Onda de desinformação que surgiu na web após prisão de militar é um exemplo de como a polarização política no Brasil ajuda na propagação de notícias falsas nas quais a solução perpassa, “apenas”, por doses de bom senso.
Lá por 2015, eu participei de uma mesa com o professor e pesquisador Pablo Ortellado. Na ocasião, ele (um dos responsáveis pelo projeto Monitor do Debate Político do Meio Digital) explicou como o clima de polarização criava um terreno fértil para as notícias falsas na internet. Passados três anos (o evento ocorreu em julho de 2015), tivemos, nesta semana, um exemplo de como isso funciona.
A pauta do debate na internet se movimentou após a notícia de que um sargento da Aeronáutica foi preso na Espanha com 39 kg de cocaína. Assim que a informação começou a viralizar na internet, muita gente (com raras exceções, como o deputado federal Marcelo Freixo que alertou, que é “preciso não ser leviano”) ligou o episódio ao presidente Jair Bolsonaro.
A partir da enxurrada de acusações, o clima na internet esquentou. Seja por provocações (como a hashtag #Bolsonarcos, que chegou ao primeiro lugar no Twitter) ou por questionamentos (naturais, diga-se de passagem), acusações começaram a pipocar online.
A partir daí, teorias conspiratórias começaram a surgir na internet. A primeira na qual tivemos acesso era a que apontava que Manoel Silva Rodrigues era filiado ao PSL. É claro que, em um momento no qual muitas pessoas estavam acreditando que Bolsonaro “tem tudo a ver com o caso”, uma informação como essa seria um “argumento de ouro”.
Para se defender, algum simpatizante do presidente resolveu “criar” uma nova teoria: na realidade, o sujeito era filiado ao PT. E aí tínhamos mais um dado (falso) reforçando uma teoria: tudo teria sido uma armação contra o presidente.
Por algumas horas (na realidade, até o momento, só que em ritmo menor), “bolsonaristas e anti-bolsonaristas” saíram por aí compartilhando as fake news que mais lhe convinham. Não teriam feito se tivessem seguido dois passos: 1) Pensar no quanto a informação “convém” a quem publicou ou ao seu grupo. 2) Apurar a veracidade sobre a suposta filiação do sujeito.

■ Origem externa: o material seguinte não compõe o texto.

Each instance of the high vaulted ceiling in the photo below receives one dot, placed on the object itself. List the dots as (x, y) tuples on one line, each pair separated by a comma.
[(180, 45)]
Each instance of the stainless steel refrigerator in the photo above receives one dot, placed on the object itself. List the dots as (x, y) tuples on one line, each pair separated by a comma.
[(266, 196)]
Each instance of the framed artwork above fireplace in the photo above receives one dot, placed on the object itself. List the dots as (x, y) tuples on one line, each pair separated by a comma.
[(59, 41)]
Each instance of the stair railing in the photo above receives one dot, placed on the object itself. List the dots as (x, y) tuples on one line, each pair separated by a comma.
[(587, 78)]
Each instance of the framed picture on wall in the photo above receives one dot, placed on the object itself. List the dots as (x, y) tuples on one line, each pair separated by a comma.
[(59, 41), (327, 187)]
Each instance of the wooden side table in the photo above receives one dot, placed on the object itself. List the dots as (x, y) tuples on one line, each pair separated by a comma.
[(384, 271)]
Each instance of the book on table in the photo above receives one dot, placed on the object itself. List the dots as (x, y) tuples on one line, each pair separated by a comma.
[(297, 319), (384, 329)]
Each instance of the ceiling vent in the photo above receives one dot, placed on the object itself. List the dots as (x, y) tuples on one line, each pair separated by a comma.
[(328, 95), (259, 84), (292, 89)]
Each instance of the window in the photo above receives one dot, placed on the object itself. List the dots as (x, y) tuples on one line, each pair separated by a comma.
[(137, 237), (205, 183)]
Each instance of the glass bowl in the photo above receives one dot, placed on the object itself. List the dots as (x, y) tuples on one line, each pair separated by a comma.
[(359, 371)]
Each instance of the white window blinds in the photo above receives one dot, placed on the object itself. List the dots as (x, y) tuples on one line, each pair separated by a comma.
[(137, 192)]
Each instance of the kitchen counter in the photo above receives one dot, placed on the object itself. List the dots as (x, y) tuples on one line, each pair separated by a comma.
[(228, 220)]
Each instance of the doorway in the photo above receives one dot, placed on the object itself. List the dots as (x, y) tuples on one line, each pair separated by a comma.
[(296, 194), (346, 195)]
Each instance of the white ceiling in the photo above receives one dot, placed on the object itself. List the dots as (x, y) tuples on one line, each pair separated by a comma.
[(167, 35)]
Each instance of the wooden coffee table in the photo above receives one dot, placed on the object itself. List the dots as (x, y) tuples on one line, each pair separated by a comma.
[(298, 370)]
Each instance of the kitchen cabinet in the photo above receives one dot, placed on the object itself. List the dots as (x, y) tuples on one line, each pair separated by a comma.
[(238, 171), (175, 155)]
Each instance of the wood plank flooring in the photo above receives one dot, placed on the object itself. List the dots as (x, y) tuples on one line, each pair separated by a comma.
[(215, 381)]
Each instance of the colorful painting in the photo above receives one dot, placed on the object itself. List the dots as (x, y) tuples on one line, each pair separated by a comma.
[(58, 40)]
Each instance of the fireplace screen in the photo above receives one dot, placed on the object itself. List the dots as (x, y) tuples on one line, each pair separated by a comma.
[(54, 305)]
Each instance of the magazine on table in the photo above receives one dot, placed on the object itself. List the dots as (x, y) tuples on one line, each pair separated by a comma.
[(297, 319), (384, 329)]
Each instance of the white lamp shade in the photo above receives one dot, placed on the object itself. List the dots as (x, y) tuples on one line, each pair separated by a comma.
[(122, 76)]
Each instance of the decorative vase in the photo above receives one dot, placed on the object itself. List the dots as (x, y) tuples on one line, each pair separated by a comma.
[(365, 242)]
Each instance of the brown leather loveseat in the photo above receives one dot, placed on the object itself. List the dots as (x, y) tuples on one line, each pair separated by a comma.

No meio desse processo, sites que desmentem notícias falsas derrubaram a tese de que o sujeito era filiado ao PT ou ao PSL. Mas as fake news não pararam por aí.
Nem bem a primeira “dupla” de notícias falsas foi desmentida, surgiu mais um par de fake news. Desta vez, fotos “mostravam” o sargento preso com Bolsonaro (e seus filhos) e com Lula e sua falecida esposa. Mais uma vez, as pessoas compartilharam antes de verificar por qualquer comprovação de que os supostos encontros eram reais. De tudo isso, tiramos algumas conclusões.
1) Por mais que exista gente (e não é pouca) dedicada a diminuir o volume de notícias falsas na internet, a desinformação continuará sendo um problema enquanto as pessoas agirem por impulso e “comprarem como verdade” o que elas querem que seja verdade. É preciso, mais do que checar, se perguntar o quanto a informação é conveniente a quem está a disseminando. Só esse tipo de prática vai desestimular que fake news sejam criadas para beneficiar (ou prejudicar) grupos políticos.
2) É preciso que mais líderes políticos (sejam de qual lado for) ajam no sentido de fomentar um debate racional. Enquanto a pauta política ficar submetida a acusações do tipo “o seu político de estimação é amigo de traficante”, a polarização vai continuar acirrada.
3) Não temos esperanças de que o “item 1 ou 2” sejam colocados em prática. Por isso mesmo, continuaremos por aqui verificando boato por boato e torcendo para que os efeitos alucinógenos causados pelo desejo de “estar com a razão” passem sem maiores consequências à saúde da nossa democracia.